You are currently viewing Microsoft Steadily Ramps Up Generative AI Innovation And Monetization – Forbes

Microsoft Steadily Ramps Up Generative AI Innovation And Monetization – Forbes

Microsoft (MSFT) is increasingly monetizing AI across its product portfolio and steadily expanding its investments to drive continuous innovation in this space.

Microsoft’s early AI success helped propel the stock last week to a new record high of $433.60. Recently trading around $415, Microsoft shares are up 10.4% YTD.

As more customers use Microsoft’s platforms and tools to build their own AI solutions, Azure is expanding its cloud market share. The company in fiscal Q3 (March) saw an acceleration in the number of large, long-term Azure deals across the enterprise customer base. The number of $100 million+ Azure deals rose more than 80% year over year, while the number of deals worth $10 million+ more than doubled.

In FQ3, Microsoft Cloud revenue advanced 23% to $35.1 billion. Azure revenue growth of 31% surpassed guidance by 300 basis points and topped the consensus estimate of 28.6%. For FQ4 (June), Azure is expected to grow 30% to 31%. Following the FQ3 report, JP Morgan raised its Microsoft price target to $470 from $440, saying Azure growth could accelerate over the next 12 months.

Larger Azure deals in the March quarter helped drive total commercial bookings growth to 31% in constant currency, a significant acceleration from 9% growth in FQ2. Commercial RPO of $235 billion gained 21% in constant currency, representing a sharp acceleration from growth of 16% in FQ2. Microsoft’s total revenue rose 17% to $61.9 billion, topping the consensus of $60.8 billion.

Morgan Stanley believes Microsoft has plenty of runway for growth in AI, as the innovation cycle is just getting started. In FQ3, Azure AI contributed about 700 basis points of growth, up from a boost of 600 basis points in the previous quarter. Morgan Stanley maintained its Microsoft price target of $520.

Goldman Sachs lifted its target by $65 to $515, saying the company offers a unique growth profile at scale, with the ability to expand both revenue and earnings by double-digits in FY’25 (June). Microsoft is well-positioned to capture share of generative AI revenue via its broad suite of AI services and productivity-centric focus, says the firm. Goldman Sachs raised its Azure forecast to better reflect the confluence of factors that can sustain 25% growth through FY’25.

On the FQ3 earnings call, Microsoft CEO Satya Nadella said Azure has become “a port of call for pretty much anybody who is doing an AI project.” AI is bringing in new customers to Azure and powering expansions across the installed base.

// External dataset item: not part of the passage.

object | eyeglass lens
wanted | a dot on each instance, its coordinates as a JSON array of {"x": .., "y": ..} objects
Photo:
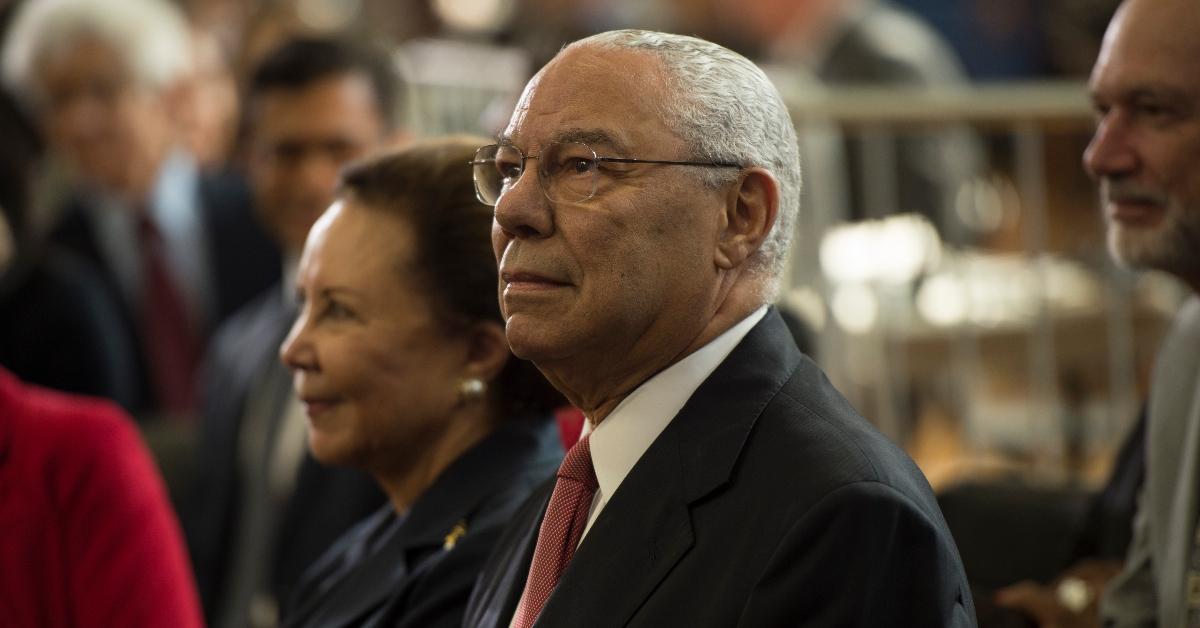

Nadella also pointed out that AI engagements don’t just sit on their own. While AI projects obviously start with calls to AI models, they also pull in adjacent services—such as vector databases, developer tools and Azure Search.

Microsoft is proving to be one of the pioneers when it comes to AI advancements. While large language models (LLMs) have been getting all of the attention, their hefty size means they can require a significant amount of computing resources to operate. Microsoft has introduced a new class of more capable small language models (SLMs) that will make AI more accessible to more people. These SLMs offer many of the same capabilities found in LLMs, but are trained on less data.

Microsoft recently announced the Phi-3 family of smaller models. These SLMs outperform models of the same size and next size up across a variety of benchmarks that evaluate language, coding and math capabilities. SLMs are easier to use for organizations with limited resources. They’re designed to perform well for simpler tasks and can be fine-tuned to meet specific needs. Customers are able to select either large or small models that are best suited for their use cases.

LLMs are more suited for applications that need orchestration of complex tasks involving advanced reasoning, data analysis and understanding of context. For organizations looking to build applications that can run locally on a device (as opposed to the cloud) and where a task doesn’t require extensive reasoning or a quick response, an SLM will do. SLMs are also good for regulated industries and sectors that need high-quality results, but want to keep data on-premises.

There’s a long-term opportunity to place more capable SLMs on smartphones and other devices that operate at the edge. This would mean AI-infused car computers, traffic systems, smart sensors on factory floors, remote cameras and devices that monitor environmental compliance. By keeping data within a device, users are able to minimize latency and maximize privacy.